Yes, all is not lost. But nothing is won until we recognize what it took to win.





This year helped me shed renditions of me that no longer served my purpose. I created homemade videos and Instagram Lives for my students and other community members to learn math from me. EduColor as an organization reorganized to better match and respond to the demands of our moment, where only a few months prior we were told we couldn’t be better. I set harder social boundaries this year, which allowed me to be more open to developing deeper friendships and mentor others. I also took on more speaking, more writing, and more web design work than I have in years. I’m on the national board of the National Board of Professional Teaching Standards. I got to tell Elizabeth Warren and Julian Castro how much I appreciated them in Brooklyn face-to-face before we stopped taking face-to-face for granted.





Now, instead of teaching students in the Heights, I’m reading and writing research with my students in mind.





Wendy fought valiantly against cancer and only lost time. Rameer and I never got to meet, but he was a solid brother in the Blackest way possible. Kobe’s career spanned my fandom and my students’ too. John organized so we could attempt to defeat a more visceral racism via ballot. Chadwick made dignity and pride in us a core tenet of his work. Erika was my first kiss. Jas captured every room she walked into. Bill’s voice is a celebration, a mourning, or a romance every time you hear it. Daniel rhymed with superior ease and only told us he passed two months after he did. Vicente serves shots of tequila and made some of the best burritos I’d ever tasted.





COVID didn’t take all of them, but this life did. I wouldn’t have chosen for the world to lose them.





This life asked me to appreciate what I’ve been given because, in a minute, this life and all its accouterments could be stripped from me. I’m from the hood. This is not new. My family is alive. I get to study, to write, and to push our narrative during times I had no access to back when I was a full-time classroom teacher. I still pay rent, buy groceries, and, make breakfast (almost) every morning. I still find ways to believe in people and tell them as much over video, text, and e-mail.
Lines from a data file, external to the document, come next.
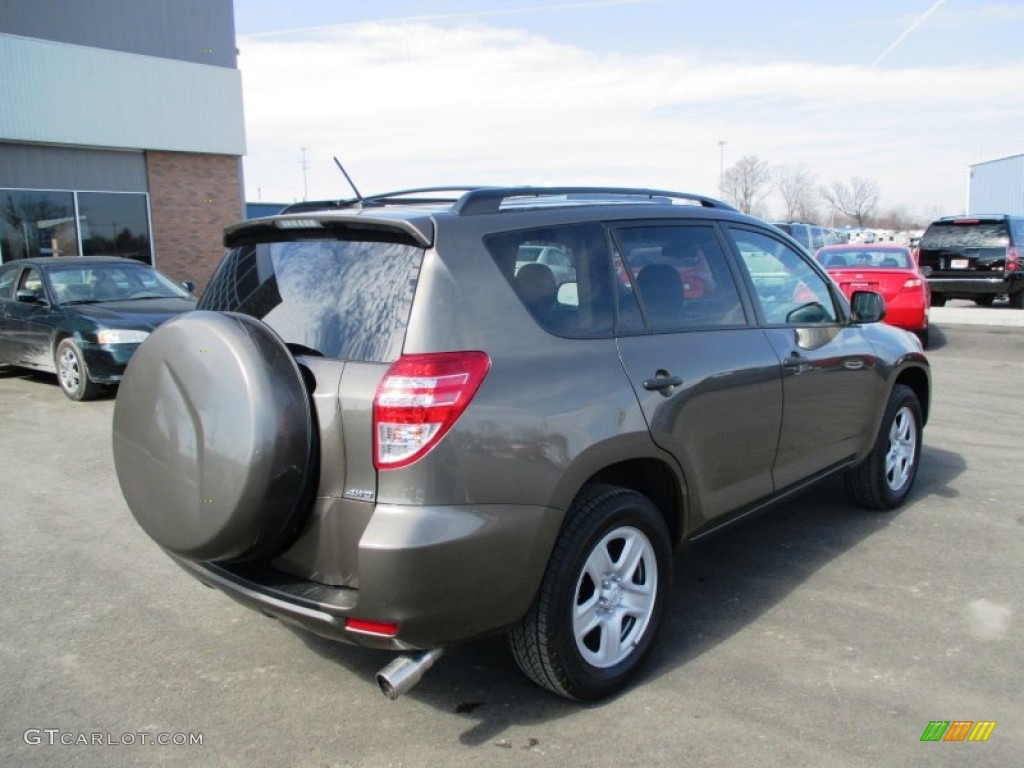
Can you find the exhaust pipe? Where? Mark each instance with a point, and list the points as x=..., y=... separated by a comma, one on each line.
x=404, y=672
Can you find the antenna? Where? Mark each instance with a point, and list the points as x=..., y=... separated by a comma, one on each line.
x=347, y=178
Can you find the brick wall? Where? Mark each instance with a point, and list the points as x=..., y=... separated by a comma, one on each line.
x=193, y=198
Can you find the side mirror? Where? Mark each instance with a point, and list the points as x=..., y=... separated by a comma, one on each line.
x=28, y=296
x=867, y=306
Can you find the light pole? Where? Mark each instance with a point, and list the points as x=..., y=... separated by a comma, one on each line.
x=721, y=164
x=305, y=190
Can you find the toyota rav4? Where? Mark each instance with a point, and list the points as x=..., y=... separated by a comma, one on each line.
x=390, y=424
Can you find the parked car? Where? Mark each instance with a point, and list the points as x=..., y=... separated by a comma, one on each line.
x=82, y=317
x=889, y=269
x=378, y=429
x=974, y=257
x=810, y=237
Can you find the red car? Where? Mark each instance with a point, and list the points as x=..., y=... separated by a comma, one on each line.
x=889, y=269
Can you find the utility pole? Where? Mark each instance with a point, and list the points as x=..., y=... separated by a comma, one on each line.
x=305, y=189
x=721, y=164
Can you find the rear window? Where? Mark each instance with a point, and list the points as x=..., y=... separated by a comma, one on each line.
x=966, y=235
x=344, y=299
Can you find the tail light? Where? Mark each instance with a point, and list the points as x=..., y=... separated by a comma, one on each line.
x=418, y=400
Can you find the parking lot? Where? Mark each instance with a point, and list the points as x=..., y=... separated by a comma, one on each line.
x=816, y=635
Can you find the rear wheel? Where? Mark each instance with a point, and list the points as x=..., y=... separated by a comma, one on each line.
x=602, y=597
x=886, y=476
x=73, y=374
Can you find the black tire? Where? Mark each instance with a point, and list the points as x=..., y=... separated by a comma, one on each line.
x=566, y=642
x=884, y=479
x=73, y=374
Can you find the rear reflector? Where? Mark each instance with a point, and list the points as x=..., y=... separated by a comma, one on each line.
x=382, y=629
x=418, y=400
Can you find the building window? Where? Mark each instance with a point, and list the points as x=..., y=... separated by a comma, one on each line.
x=39, y=222
x=114, y=224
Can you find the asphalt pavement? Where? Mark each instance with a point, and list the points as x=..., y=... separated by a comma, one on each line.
x=816, y=635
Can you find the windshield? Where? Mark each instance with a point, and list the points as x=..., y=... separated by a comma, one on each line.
x=100, y=283
x=866, y=258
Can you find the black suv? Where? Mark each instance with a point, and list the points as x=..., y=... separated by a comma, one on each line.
x=390, y=424
x=974, y=257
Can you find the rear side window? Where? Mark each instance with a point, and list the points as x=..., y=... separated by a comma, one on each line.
x=561, y=274
x=680, y=276
x=344, y=299
x=967, y=233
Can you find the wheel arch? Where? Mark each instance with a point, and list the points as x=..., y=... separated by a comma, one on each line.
x=918, y=380
x=656, y=480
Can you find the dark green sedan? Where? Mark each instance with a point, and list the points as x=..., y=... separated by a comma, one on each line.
x=82, y=317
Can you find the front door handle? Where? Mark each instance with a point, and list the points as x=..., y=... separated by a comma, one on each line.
x=663, y=381
x=798, y=363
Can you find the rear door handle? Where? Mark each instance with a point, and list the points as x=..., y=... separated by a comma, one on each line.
x=663, y=380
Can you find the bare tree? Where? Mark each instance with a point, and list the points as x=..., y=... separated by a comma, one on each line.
x=744, y=183
x=797, y=186
x=859, y=200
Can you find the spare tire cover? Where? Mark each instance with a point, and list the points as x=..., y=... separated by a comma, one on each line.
x=214, y=437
I’m still hoping that we’ll all see each other face-to-face and that we’d learn every lesson possible from an era that seeks to sledgehammer every wall we call “society.”





But I’m studying at Columbia University with 15 years of experiencing teaching in a hood reminiscent of the neighborhood I grew up in. My child attends the very schools I wish to see fully funded. I march closer to the greatness that people saw for me with my ancestors new and elder in tow. I’m not the Secretary of Education many of you said I’d be, but I’m in a position to love and lead as I haven’t been in years.





If there were ever a choice, then the life I live now is closer to it. Hope.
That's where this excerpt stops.